In her majority opinion in McCleary v. State of Washington, state Supreme Court Justice Debra Stephens knew she was wading into unfamiliar waters.
As most are aware, the unanimous court said in January 2012 that the state has been violating its constitution for decades. Rather than making public education its paramount duty and funding it amply, the state had shifted the burden to unreliable and unequal local school levies. Few were surprised at the court’s conclusion. What raised eyebrows was that the court would retain jurisdiction to make sure lawmakers complied by 2018. Many objected to this apparent disrespect for the separation of powers. Some even objected out loud.
Since everyone quotes McCleary for their purposes — using what they claim it says to support whatever they already believe — I’ll quote the actual words to show why the court made a good case for staying involved. Stephens acknowledged that the McCleary remedy might seem shocking since the court doesn’t retain jurisdiction when it finds that the state has violated other rights, such as the freedoms of religion or speech.
“With respect to those rights, the role of the court is to police the outer limits of government power …” she wrote. But in determining whether the state is fulfilling its paramount duty, “the court is concerned not with whether the state has done too much, but whether it has done enough. Positive constitutional rights do not restrain government action, they require it.”
That is why cases involving the paramount duty clause of the state constitution have always proved difficult, she noted.
“If nothing else, they test the limits of judicial restraint and discretion by requiring the court to take a more active stance in ensuring the state complies with its affirmative constitutional duty,” Stephens wrote.
Stephens acknowledged the different responsibilities — and skills — of the two branches of government when she relied on the Legislature’s definition of basic education and the Legislature’s plan for providing it.
“The Legislature recently enacted sweeping reforms to remedy the deficiencies in the funding system, and it is currently making progress toward phasing in those reforms,” Stephens wrote. “We defer to the Legislature’s chosen means of discharging its article IX, section 1 duty, but the judiciary will retain jurisdiction over the case to help ensure progress in the state’s plan to fully implement education reform by 2018.”
Little progress being made
That was two years ago. And what had been somewhat muffled complaints by lawmakers grew louder this month when the court released its latest response to the Legislature’s latest self-evaluation. Perhaps the most glaring example came from state Sen. Michael Baumgartner, R-Spokane, who, with frat-boy sensibility, tweeted a photo of a bag of sand and a hammer to show what the court could do with its order.
More reasoned responses, however, seem to focus on the specificity and detail contained in the latest order written by Chief Justice Barbara Madsen and signed by seven other justices.
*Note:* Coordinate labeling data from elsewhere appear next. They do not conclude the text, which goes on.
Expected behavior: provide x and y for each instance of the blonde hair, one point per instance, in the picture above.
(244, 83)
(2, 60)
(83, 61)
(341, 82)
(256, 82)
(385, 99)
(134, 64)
For example, actual dollar amounts are given in each of several areas of school funding called out in the 2012 decision. Time after time, Madsen pointed out how much money is needed to meet the court’s order and how little the Legislature has actually added so far.
That, said critics, is micromanaging. In his dissent, Justice James Johnson accused his fellow justices of violating constitutional separation of powers. But boiled down, all Madsen does is cite the dollar amounts the Legislature has already called for in bills it has passed and in reports of its own councils and task forces.
Since the Legislature has twice ignored the court’s 2012 order that it show a “detailed plan” to get to full funding by 2018, Madsen showed what such a road map might look like, using the Legislature’s own numbers.
So it is hardly revolutionary for the court to tell the Legislature and governor to do what they have already promised they would do.